Getting ordinary people involved in the process is difficult. When it requires a lawyer before we can tell people to form a group and speak their mind, we have clearly gone over the edge.

As an attorney the ultimate outrage was when the Supreme Court went along with this anti democratic scheme. [End rant]

Suppose I print up 100,000 fliers that say: "George Bush is a great guy. Vote George Bush for President!" As I understand McCain-Feingold, that must be considered an in-kind contribution to Bush for President.

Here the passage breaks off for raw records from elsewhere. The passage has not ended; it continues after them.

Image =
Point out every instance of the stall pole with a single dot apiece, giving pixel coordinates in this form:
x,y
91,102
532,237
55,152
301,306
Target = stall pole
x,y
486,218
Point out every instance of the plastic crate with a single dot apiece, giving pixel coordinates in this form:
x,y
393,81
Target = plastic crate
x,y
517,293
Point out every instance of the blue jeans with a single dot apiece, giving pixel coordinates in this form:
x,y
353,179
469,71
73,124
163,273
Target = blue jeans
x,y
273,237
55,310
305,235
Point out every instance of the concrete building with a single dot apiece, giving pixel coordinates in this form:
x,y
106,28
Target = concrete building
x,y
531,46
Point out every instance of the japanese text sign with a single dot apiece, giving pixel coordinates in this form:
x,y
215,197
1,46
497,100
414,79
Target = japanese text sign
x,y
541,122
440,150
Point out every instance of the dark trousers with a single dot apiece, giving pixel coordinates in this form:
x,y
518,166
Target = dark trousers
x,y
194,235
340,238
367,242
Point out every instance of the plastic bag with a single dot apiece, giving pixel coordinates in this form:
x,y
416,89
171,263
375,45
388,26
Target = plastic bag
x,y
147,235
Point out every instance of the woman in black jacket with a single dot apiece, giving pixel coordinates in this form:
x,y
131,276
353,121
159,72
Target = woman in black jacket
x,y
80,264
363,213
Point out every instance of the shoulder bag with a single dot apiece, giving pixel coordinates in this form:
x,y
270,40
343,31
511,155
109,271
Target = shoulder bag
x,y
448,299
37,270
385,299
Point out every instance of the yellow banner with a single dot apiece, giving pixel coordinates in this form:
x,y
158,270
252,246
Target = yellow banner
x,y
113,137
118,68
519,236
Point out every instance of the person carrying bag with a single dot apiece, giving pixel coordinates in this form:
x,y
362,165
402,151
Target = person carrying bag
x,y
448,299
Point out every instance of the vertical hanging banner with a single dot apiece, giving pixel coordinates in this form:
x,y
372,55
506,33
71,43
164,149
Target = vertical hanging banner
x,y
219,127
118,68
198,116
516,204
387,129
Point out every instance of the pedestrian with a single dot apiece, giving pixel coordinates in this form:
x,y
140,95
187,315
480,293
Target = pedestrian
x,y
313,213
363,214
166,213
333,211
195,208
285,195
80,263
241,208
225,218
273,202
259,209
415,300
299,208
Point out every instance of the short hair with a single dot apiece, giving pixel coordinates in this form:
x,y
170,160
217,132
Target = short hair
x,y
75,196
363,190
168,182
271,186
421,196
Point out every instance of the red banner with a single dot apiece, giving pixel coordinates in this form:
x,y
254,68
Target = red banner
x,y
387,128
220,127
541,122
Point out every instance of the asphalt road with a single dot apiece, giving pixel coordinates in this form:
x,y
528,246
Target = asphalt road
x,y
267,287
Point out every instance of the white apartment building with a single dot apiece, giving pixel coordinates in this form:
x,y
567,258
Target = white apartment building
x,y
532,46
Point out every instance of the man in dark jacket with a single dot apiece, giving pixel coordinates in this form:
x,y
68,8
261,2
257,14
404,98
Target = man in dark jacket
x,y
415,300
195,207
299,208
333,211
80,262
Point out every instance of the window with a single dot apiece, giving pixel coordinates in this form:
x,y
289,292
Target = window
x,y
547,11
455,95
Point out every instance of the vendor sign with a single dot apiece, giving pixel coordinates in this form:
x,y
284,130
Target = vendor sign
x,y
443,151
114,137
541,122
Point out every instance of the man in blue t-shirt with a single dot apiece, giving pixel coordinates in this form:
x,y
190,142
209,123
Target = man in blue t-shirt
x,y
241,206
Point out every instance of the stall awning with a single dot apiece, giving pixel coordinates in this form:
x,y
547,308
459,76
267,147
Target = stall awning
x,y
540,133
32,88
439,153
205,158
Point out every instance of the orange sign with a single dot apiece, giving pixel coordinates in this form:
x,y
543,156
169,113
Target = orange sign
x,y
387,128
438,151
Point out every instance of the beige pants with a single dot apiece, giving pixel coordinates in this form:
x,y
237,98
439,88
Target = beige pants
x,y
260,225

I am explicitly calling for the election of a federal candidate, so I suppose that the time limits for such speech around election day would apply, too.

And certainly if I paid a radio station to run my voice delivering the same message in a time slot that would reach 100,000 people, that would be an in-kind contribution, too, and subject to all the applicable restrictions.

Is McCain seriously saying that his law would say that delivering the exact same message to 100,000 people via the internet instead of radio or print would not be subject to the same regulations?

The Supreme Court has made some horrendus decisions in recent years, but the one in which it failed to throw out McCain-Feingold as being in blatant violation of the First Amendment was one of the worst.

Refresh my memory: by Maximos

When BCRA was being debated, proponents made much of the uncontrolled, "corrupting" influence of interest groups, many of which are only associations of citizens concerned to promote specific approaches to certain issues.  Unless I am mistaken, for example, McCain had some grievance with a pro-life group that challenged his bona fides with the movement.  

Clearly, some pols want the power to redefine entire realms of public discourse: words will mean what they want them to mean, and those who disagree must be "empowered" to shut up.  A thicket of regulations so dense that ordinary folks despair, and political parties curtail their efforts is precisely that at which they aimed.  

the faint clicking of the marbles in the hands of Cap'n John McQueeg.